Anyone dealing with Dystonia?

You are not a rusty old truck. You have a disability that is a wicked taskmaster and also a great teacher. I walk in a more mindful way, generally, because I might trip🙀. Today I have a purple great toe to prove it.
Dystonia is a disability and people do not understand it but you are the same person you were, probably caring for others your whole life and now you must turn that warmth and understanding on yourself. Hang in there. I have been living successfully with generalized dystonia for 74 years. Find something you like to do and get into it but do not let it beat you. Many hugs to you.

Dear Sadnancy,

I am taking Clonazapam for abdominal jerking and Carbidopa-Levodopa for the generalized dystonia. Without meds I have foot drop and tripping, couldn't write trouble holding things because of tremors and the neck twisting and lots of dystonia issues such as inability to walk without tripping, unable to lift a fork or spoon, etc. Drs are often resistant to giving patients who are diagnosed after childhood the Carbidopa-levodopa (Sinemet) a two week trial; because, they have a commonly held misunderstanding that is doesn't work for older patients. I asked for the two week trial and it works like magic. Researchers suggest a two week trial to see whether my symptoms would improve. I also doubted it but was ready to try anything. Hang in through the first week it can take the full two weeks to work. It starts very slowly and then bam the symptoms are gone. The Carbidopa-levo worked like magic and the Klonopin knocked out my abdominal ticking or crunching, which was very embarrassing. I do not know whether you have tried either of these meds. The Carbidopa-levodopa is an older, very safe drug. The Clonopin causes some sleepiness but I can do everything like a normal person without jerking, ticking and twisting. These meds are also very affordable.

Hi, Dorothy,
I too have genetic dystonia and my symptoms started very early but similarly were undiagnosed. I was labeled clumsy (falling and tripping) and boy when I got to school and we had to color those ridiculous cartoons of animals, I could not color inside the lines. I couldn't hold my head straight so was also labeled sneaky. I couldn't hold a pencil or crayon without snapping it because of muscle surges and was labeled TROUBLE. I was told to just try harder and practice writing the alphabet a 1,000 times and my script would improve, as if! So when I found computers, which because my life's work, I was saved! Before I took control of my own life which included the insight that dystonia is forever and no amount of praying, meditation, thinking good thoughts or exercise will make to go away, I was suffering. I started reading everything I could find and combing the research archives. I just had to push through life. To control tremors I had to lay my head on the desk and write. This trick worked to enable me to succeed at school and work.
There are all kinds of dystonia and you are right, it takes a neurologist working with the patient to find the best medication regimen and treatment plan; because these vary. Because my treatment is so effective only I know that I am working so incredibly hard to make my body behave; although, one of the doctors at the medical center where I live told me I am what they identify as severely disabled. Another equates dystonia s working out at the gym all day while trying to have a life.
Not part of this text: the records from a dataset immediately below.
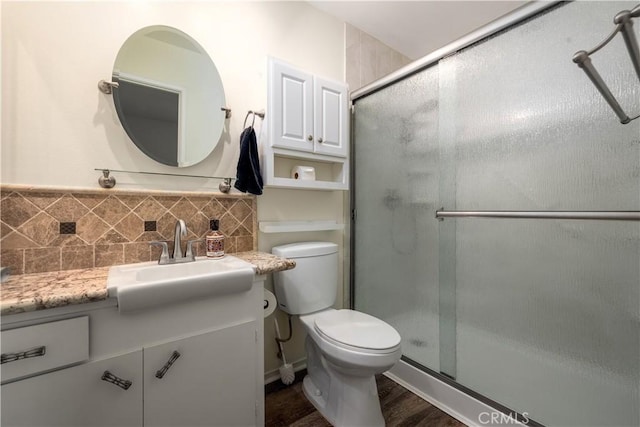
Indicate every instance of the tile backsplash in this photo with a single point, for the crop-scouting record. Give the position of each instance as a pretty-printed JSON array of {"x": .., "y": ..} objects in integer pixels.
[{"x": 51, "y": 230}]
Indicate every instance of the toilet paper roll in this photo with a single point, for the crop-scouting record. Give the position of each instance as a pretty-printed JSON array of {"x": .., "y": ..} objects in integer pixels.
[
  {"x": 305, "y": 173},
  {"x": 270, "y": 303}
]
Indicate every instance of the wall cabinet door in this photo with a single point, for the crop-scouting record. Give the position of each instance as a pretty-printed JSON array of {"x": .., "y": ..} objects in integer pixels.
[
  {"x": 330, "y": 117},
  {"x": 212, "y": 382},
  {"x": 77, "y": 396},
  {"x": 291, "y": 93}
]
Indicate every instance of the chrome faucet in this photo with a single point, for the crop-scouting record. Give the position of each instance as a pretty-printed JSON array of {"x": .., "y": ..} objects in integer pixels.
[
  {"x": 177, "y": 257},
  {"x": 181, "y": 230}
]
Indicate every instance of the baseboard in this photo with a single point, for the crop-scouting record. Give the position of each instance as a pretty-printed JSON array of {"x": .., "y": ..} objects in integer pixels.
[{"x": 454, "y": 402}]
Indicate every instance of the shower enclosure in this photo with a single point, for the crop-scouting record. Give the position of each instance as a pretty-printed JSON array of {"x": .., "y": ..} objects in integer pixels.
[{"x": 541, "y": 316}]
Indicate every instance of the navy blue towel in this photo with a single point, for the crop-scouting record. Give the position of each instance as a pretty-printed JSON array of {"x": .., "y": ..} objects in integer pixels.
[{"x": 248, "y": 176}]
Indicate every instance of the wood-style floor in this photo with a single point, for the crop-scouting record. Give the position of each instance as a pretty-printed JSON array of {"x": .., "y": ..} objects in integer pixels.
[{"x": 400, "y": 407}]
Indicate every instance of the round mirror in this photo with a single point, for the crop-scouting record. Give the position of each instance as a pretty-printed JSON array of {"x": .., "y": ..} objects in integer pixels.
[{"x": 169, "y": 97}]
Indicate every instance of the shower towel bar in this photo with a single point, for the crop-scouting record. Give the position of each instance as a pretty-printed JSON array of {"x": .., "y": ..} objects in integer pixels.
[
  {"x": 593, "y": 215},
  {"x": 624, "y": 25}
]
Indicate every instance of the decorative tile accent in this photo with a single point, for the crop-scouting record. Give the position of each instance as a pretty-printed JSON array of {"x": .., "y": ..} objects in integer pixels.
[
  {"x": 111, "y": 227},
  {"x": 67, "y": 228}
]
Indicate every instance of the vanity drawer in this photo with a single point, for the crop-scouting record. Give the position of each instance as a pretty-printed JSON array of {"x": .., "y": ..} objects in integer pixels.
[{"x": 33, "y": 349}]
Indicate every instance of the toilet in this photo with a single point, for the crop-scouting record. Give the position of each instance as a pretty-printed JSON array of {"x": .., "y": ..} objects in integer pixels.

Nobody can tell because I absolutely own it and have mastered all of the tricks we teach ourselves and am appropriately medicated because I asked for different protocols until I finally found something that works and have a very caring neurologist who worked with me. Doctors are always looking for ways to treat this disability and sometimes its a success. Research is being funded finally and today when I say dystonia most doctors do know. In the past they would just say oh yeah Parkinson's. I would correct them and call it a teaching moment and educate them. Before that people were put in state institutions for these movement disabilities. I tried the Botox and I drooled. Not a great fashion statement🥳. I finally looked back through all of the research and found the carbidopa-levodopa myself and asked for a two week trial. I agree with you, Dorothy, I recognize dystonia in others too and sometime I ask and they know they have it and sometime they don't and are just suffering in denial. We often stay closeted because of the stigma. Oh yeah I have the type that worked its way up over my lifetime from my feet to my throat and didn't miss a single system as the years passed. I consider it my wicked task master and my education in compassion. I think owning it and mastering it with meds, behavior or changes in life style can work. And ultimately accepting that dystonia is for life. Do what you can and never take any crap about what you can not. My face will never light up when I see a loved one but then I don't have a single wrinkle 😉!
DD

Wow! Green cars. I understand. I could never look at anything red and green together without spinning. Noise makes it impossible to attend a sporting event. I like natural light.

Does anybody have the sudden need to sleep overcome them?